IBDmap

We implemented the factorial HMM based algorithm in a java software called IBDmap. Several models are supported in this implementation, including both the standard model and the 4-track model which uses a first order Markovian model for the LD process in a subset of the founders.

Execution

The program is available as a ".jar" file. As such, the execution of the program is as follows:

java -cp IBDmap.jar Experiments.ExperimentWithConfiguration example.parameters

where example.parameters is the parameters input file for the execution. The parameters file contains <key>:<value> pairs, as detailed in the following section. A working example is available in the package.

To add plotting capabilities, one should add jfreechart-1.0.13.jar and jcommon-1.0.16.jar to the class-path.

Parameters

ParameterValuesDescription
methodInteger Method of inference:
-1  Simulation only
0  Standard model
1  2-track model
2  4-track model
GenerationsIntegerNumber of generations used in the simulation process (must be ≥ 2).
InferenceGenerationsIntegerNumber of generations that is assumed during inference (must be ≥ 2).
seedIntegerNumber used in the initializiation of the random seed. Important to enable exact reconstruction of results.
MarkerMapFNStringPath to marker-map file.
GeneticMapFNStringPath to genetic map file.
PriorFNStringPath to marker prior distribution file.
ConditionalFNStringPath to first-order LD tables file.
HaplotypesFNStringPath to haplotypes file, used in the simulation process.
OutputPosteriortrue/falseOutput the posterior probability to screen.
PlotResultstrue/falseDisplay posterior probability as a graph.
SimulationBaseFNStringSimulation output file name. Output is in IBDmap format. Make sure to use Simulation mode under method.
MerlinBaseFNStringSimulation output file name. Output is in Merlin format. Make sure to use Simulation mode under method.
PlinkBaseFNStringSimulation output file name. Output is in Plink format. Make sure to use Simulation mode under method.
GenotypesFNStringPath to genotypes file.
SourcesFNStringPath to true IBD status file.
InjectionLocationReal Inject an IBD segment in simulated data:
-2  No injection
-1  Random
≥0  Location in cM

File formats

The following sub-sections detail the file formats. In the case of a multi-column file format, the columns are separated with a white-space. We are assuming diallelic markers, denoting one allele as '0' and the alternative allele as '1'.

Marker map

This file contains the list of markers to be analyzed along their chromosome number and physical position:

IDStringMarker unique identifier.
ChromosomeIntegerChromosome number.
PositionIntegerPhysical position in base pair.

Genetic map

This file contains the list of genetic positions for markers, in cM.

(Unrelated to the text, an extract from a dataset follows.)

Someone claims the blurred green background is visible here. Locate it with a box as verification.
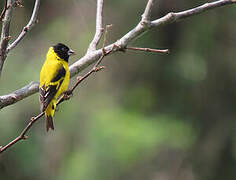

IDStringMarker unique identifier.
PositionRealGenetic position in cM.

Prior tables

This file contains the prior of analyzed markers, for the '0' allele.

IDStringMarker unique identifier.
ProbabilityRealProbability of '0' allele

Conditional

This file contains the first-order LD tables for analyzed markers.

IDStringMarker unique identifier.
Probability1RealProbability of '0' allele, given previous '0' allele.
Probability2RealProbability of '0' allele, given previous '1' allele.

Haplotypes

This file contains haplotypes, mainly used in the simulation process.

IDStringMarker unique identifier.
Allele(i)0/1An allele for the ith haplotype

Genotypes

This file contains genotypes, mainly used in the IBD inference process. The header contains the list of individuals (String), and each lines contains the genotype information (preserving the order in the header):

IDStringMarker unique identifier.
Genotype(i)-1/0/1/2'1' allele count of the ith individual. Unknown value is marked with -1.

Sources (Genotypes IBD)

This file matches a specific Genotypes, produced during simulation.The header contains the list of individuals (String), and each lines contains the source information (preserving the order in the header):

IDStringMarker unique identifier.
Source(i)IntegerSource of corresponding allele. Values of 0 or 1 correspond to the common ancestor, and any other value matches an off chain founder. When individual have the same source (with both are 0 or both are 1), the corresponding marker location is considered IBD.